When current passes through a conductor, it generates a proportional magnetic field around the conductor. Current transformers use this magnetic field to measure current flow. If a current transformer is used to measure alternating current, induction technology is usually used. Alternating current changes the potential, causing the magnetic field to continuously collapse and expand. In AC current sensors, wires are wound around the magnetic core. The magnetic field generated by the current through the conductor induces a certain proportion of current or voltage in the wires inside the current sensor. Then, the sensor outputs a certain voltage or current, and the instrument connected to the sensor can read these voltages or currents and convert them into the amount of current flowing through the conductor. For example, when the current through the conductor is 400A, there can be a current transformer that outputs 333mV (333mV is a commonly used output for CT). Once you configure your instrument to read 400A when it receives a 333mV input, it will be able to calculate how much ampere flow is received through the conductor based on what input. The working principle of DC current sensors is similar, but they rely on Hall effect technology to operate.

Current transformers can increase or decrease voltage, as well as maintain a constant current. Sensors that boost or buck current are usually referred to as transformers. Sensors typically consist of two coils. The coil through which current passes is called the primary winding, and the coil that induces voltage is called the secondary winding. For many of the current transformers we sell at Aim Dynamics, the conductor of the CT is installed as the primary winding, and the secondary winding is inside the transformer.

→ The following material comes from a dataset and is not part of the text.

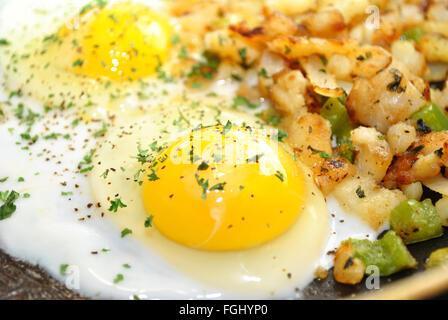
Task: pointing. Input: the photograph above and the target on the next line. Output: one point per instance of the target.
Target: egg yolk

The core of the secondary winding wrapping depends on the design and processing of the sensor.The turns ratio of a transformer is the number of turns of the secondary winding divided by the number of turns of the primary winding. This ratio determines whether the voltage of the transformer increases or decreases. The ratio of secondary voltage to primary voltage is equal to the turns ratio, as shown in the equation. Therefore, when the number of turns of the secondary winding is greater than that of the primary winding, the voltage of the secondary winding is higher, and it is a step-up transformer. The situation with current is exactly the opposite, where the ratio of secondary current to primary current is equal to the reciprocal of the turns ratio.